In Francia il codice della Sanità pubblica invita le istituzioni sanitarie pubbliche e private a mettere in atto le modalità proprie della presa in carico del dolore dei pazienti che accolgono. In tal modo, le istituzioni mediche devono dotarsi di un comitato di lotta contro il dolore (CLUD), incaricato di coordinare l'azione in materia.

Il CLUD è un centro di riflessione e proposizione chiamato a collaborare in modo effettivo e permanente con la direzione dell'istituto, con i servizi clinici, amministrativi e tecnici al fine di proporre una strategia coerente ed efficace.

Responsabilità del CLUD

  • proporre gli orientamenti e le linee-guida più adatti alla situazione locale e questi devono figurare nel progetto dell'istituto;
  • coordinare l'insieme delle azioni e dei servizi per organizzare la presa in carico del dolore quale che sia il tipo, l'origine e il contesto;
  • aiutare lo sviluppo di formazione continua di personale medico e paramedico dell'istituto;
  • suscitare sviluppo di piani di miglioramento della qualità per la valutazione e il trattamento del dolore.

Il Centro di Trattamento del Dolore (CETD) si integra nel piano di presa in carico della qualità di vita dei malati.

In seno a un istituto di sanità, la mission del CETD è:

  • la presa in carico pluridisciplinare del dolore dei pazienti;
  • la collaborazione con i medici di base e l'attività di consiglio per permettere una continuità di cure di buona qualità a domicilio;
  • l'animazione di un comitato di lotta contro il dolore (CLUD), per migliorare nel quotidiano il trattamento del dolore, riducendo in particolare i dolori legati agli esami o alle operazioni chirurgiche.

Poiché il dolore richiede un approccio multidisciplinare, le risposte terapeutiche sono varie secondo l'origine e la natura del dolore e sono adattate alla situazione individuale di ciascun paziente.
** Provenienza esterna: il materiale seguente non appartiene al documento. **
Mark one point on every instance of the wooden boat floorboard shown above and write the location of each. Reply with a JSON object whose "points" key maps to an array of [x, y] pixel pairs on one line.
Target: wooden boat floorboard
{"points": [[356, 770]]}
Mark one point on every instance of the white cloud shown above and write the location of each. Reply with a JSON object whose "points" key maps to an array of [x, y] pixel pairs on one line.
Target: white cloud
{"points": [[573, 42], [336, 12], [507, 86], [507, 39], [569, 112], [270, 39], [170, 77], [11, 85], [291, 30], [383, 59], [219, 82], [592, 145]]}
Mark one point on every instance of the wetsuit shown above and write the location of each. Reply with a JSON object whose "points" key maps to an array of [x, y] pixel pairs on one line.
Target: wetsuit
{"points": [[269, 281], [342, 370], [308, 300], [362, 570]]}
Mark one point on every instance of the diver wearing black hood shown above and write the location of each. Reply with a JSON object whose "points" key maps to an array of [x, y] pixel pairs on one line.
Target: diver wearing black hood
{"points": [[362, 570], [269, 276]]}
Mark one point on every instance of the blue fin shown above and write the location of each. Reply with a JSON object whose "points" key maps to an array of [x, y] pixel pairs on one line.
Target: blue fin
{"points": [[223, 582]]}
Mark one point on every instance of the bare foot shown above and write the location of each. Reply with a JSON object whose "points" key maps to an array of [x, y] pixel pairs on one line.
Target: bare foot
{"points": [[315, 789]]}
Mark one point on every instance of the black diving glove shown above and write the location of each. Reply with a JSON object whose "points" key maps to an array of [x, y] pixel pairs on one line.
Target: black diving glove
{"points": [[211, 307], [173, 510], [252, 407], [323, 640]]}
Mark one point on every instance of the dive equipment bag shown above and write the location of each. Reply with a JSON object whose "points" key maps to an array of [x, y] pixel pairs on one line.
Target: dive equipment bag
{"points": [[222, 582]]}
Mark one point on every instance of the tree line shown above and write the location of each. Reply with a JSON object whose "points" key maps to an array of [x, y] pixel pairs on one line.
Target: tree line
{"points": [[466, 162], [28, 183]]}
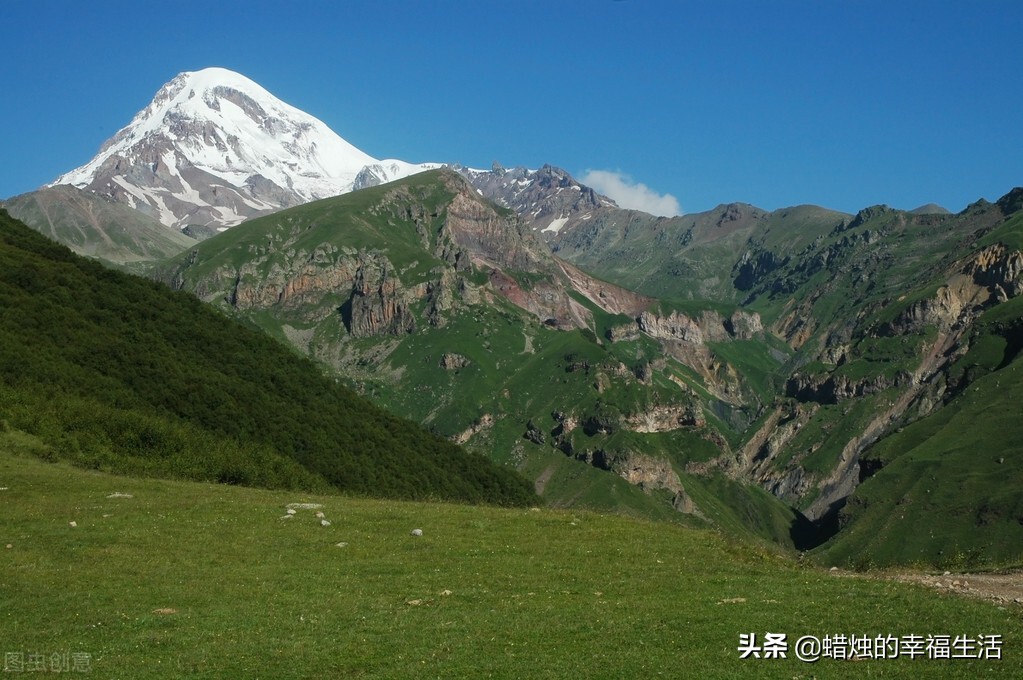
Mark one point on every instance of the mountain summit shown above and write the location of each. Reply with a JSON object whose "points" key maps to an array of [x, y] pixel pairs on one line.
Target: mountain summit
{"points": [[214, 148]]}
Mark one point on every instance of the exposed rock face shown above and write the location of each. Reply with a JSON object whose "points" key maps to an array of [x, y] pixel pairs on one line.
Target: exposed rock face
{"points": [[377, 307], [836, 389], [648, 472], [666, 418], [744, 325], [999, 270], [675, 326]]}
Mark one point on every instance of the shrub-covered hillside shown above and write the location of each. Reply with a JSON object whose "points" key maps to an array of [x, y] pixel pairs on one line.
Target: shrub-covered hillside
{"points": [[113, 371]]}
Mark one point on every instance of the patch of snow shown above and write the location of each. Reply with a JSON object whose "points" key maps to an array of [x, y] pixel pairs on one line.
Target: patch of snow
{"points": [[557, 225]]}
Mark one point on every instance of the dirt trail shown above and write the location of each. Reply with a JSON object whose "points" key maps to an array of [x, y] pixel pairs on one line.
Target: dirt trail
{"points": [[1006, 589]]}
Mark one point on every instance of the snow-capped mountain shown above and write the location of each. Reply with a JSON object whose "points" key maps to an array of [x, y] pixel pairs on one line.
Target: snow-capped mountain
{"points": [[214, 148], [547, 199]]}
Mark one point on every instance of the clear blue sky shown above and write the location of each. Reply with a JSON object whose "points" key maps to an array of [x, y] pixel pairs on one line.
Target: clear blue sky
{"points": [[773, 102]]}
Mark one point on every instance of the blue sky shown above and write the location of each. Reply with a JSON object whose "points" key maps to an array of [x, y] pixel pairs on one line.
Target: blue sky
{"points": [[776, 103]]}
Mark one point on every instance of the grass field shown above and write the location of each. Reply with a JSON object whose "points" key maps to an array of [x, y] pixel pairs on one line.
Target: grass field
{"points": [[165, 579]]}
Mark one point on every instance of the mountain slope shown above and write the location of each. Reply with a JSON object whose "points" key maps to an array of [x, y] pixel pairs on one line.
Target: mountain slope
{"points": [[115, 371], [811, 336], [213, 148], [445, 309], [95, 226]]}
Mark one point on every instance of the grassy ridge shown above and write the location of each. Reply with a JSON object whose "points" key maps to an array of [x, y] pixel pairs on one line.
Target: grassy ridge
{"points": [[947, 493], [190, 579], [119, 372]]}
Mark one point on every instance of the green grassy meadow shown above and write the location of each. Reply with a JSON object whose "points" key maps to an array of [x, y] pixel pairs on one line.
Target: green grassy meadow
{"points": [[190, 579]]}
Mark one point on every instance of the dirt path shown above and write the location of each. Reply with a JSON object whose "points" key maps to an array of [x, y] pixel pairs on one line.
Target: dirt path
{"points": [[1006, 589], [1001, 588]]}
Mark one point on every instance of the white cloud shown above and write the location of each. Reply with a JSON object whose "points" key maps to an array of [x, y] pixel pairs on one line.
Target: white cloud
{"points": [[634, 195]]}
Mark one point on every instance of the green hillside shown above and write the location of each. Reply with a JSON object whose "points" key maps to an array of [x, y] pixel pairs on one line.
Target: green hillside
{"points": [[150, 579], [947, 490], [96, 227], [116, 372], [747, 395], [439, 307]]}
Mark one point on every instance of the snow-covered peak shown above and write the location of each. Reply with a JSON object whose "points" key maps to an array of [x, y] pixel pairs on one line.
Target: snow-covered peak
{"points": [[214, 147]]}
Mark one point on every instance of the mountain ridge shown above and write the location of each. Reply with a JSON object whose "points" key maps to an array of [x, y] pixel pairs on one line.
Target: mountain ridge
{"points": [[215, 147]]}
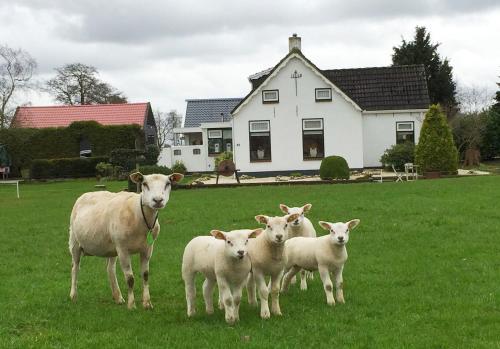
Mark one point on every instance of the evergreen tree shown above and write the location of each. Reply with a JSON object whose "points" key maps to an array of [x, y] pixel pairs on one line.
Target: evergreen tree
{"points": [[439, 73], [436, 150]]}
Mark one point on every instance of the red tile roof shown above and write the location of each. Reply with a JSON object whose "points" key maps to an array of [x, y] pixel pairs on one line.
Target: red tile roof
{"points": [[62, 116]]}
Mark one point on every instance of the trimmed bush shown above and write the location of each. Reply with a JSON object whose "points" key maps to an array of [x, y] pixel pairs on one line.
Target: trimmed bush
{"points": [[179, 167], [398, 155], [436, 150], [145, 170], [65, 168], [334, 167]]}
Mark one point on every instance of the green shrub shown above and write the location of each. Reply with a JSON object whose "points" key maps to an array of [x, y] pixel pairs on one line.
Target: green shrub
{"points": [[145, 170], [334, 167], [398, 155], [226, 155], [179, 167], [127, 158], [436, 150], [65, 168]]}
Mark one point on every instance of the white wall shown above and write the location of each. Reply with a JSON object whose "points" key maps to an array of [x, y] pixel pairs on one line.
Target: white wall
{"points": [[343, 133], [379, 133]]}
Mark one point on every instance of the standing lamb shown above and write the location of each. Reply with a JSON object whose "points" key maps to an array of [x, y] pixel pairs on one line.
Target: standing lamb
{"points": [[302, 226], [325, 254], [115, 225], [221, 257], [266, 254]]}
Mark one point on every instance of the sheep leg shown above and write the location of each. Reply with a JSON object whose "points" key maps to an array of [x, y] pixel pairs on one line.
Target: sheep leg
{"points": [[146, 297], [252, 296], [263, 294], [115, 289], [76, 253], [190, 292], [339, 284], [288, 276], [275, 293], [303, 280], [237, 292], [124, 257], [324, 274], [227, 298], [208, 290]]}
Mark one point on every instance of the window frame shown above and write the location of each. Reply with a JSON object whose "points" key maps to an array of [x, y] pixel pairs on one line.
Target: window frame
{"points": [[322, 99], [277, 100], [250, 140], [412, 130], [304, 158], [221, 130]]}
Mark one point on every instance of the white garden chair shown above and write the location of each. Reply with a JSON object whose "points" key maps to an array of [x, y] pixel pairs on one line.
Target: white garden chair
{"points": [[399, 175]]}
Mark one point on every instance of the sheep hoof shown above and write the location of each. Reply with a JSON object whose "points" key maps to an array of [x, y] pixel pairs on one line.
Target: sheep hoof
{"points": [[147, 305]]}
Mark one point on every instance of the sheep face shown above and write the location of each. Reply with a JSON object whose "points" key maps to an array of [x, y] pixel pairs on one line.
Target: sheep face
{"points": [[339, 232], [301, 211], [276, 227], [155, 188], [236, 241]]}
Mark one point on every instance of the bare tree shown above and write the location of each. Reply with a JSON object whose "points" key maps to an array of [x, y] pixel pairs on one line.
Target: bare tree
{"points": [[165, 124], [16, 70], [78, 84], [474, 99]]}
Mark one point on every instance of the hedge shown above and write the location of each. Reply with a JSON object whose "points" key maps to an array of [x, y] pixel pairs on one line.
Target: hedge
{"points": [[65, 168], [27, 144]]}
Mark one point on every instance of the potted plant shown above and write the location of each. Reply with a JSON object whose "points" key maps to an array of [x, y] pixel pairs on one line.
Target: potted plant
{"points": [[260, 153]]}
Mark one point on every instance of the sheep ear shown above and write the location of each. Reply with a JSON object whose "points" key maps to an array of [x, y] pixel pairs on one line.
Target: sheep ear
{"points": [[255, 233], [176, 177], [262, 219], [325, 225], [306, 208], [137, 177], [284, 208], [292, 217], [218, 234], [353, 223]]}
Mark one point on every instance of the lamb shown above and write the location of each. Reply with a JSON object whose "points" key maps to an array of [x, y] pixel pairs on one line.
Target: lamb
{"points": [[300, 227], [266, 254], [221, 257], [117, 225], [325, 254]]}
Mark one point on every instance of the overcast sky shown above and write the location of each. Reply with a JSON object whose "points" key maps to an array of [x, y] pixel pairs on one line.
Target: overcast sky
{"points": [[165, 52]]}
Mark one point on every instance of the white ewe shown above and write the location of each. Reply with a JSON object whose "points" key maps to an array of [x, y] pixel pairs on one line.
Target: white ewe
{"points": [[325, 254], [115, 225], [222, 258], [266, 254], [302, 226]]}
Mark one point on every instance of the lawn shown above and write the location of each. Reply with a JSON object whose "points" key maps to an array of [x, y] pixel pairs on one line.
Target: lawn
{"points": [[423, 270]]}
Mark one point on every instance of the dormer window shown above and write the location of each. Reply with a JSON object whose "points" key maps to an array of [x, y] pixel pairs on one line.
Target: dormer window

La presa in carico avviene dunque caso per caso: ciascuno ha la propria sensibilità al dolore e la tolleranza è variabile da un individuo all'altro.

Il trattamento tiene conto del tipo di dolore, delle sue caratteristiche (patologia causale, intensità, durata, localizzazione), dei dati psicologici e sociali del paziente, delle patologie associate e dei loro trattamenti e prescrizioni in corso.

L’Organizzazione Mondiale della Sanità (OMS) classifica i trattamenti medicamentosi su tre livelli: 

  • antalgici privi di morfina (paracetamolo, antinfiammatori non steroidei), utilizzati per i dolori di intensità da lieve a moderata; 
  • oppiacei leggeri (ad es. codeina), utilizzati per i dolori di intensità da moderata a severa, o allorquando gli antalgici di livello 1 non siano efficaci; 
  • oppiacei forti (morfina), utilizzati per i dolori intensi o quando gli antalgici del livello 2 non sono efficaci.

Infine, ulteriori tecniche possono dimostrarsi terapeutiche nel portare sollievo al dolore, specialmente quando questo è cronico: dai trattamenti chirurgici alla neuro-stimolazione, dalle tecniche di rilassamento quali lo yoga, il qi gong e la meditazione all'ipnosi, l'arteterapia.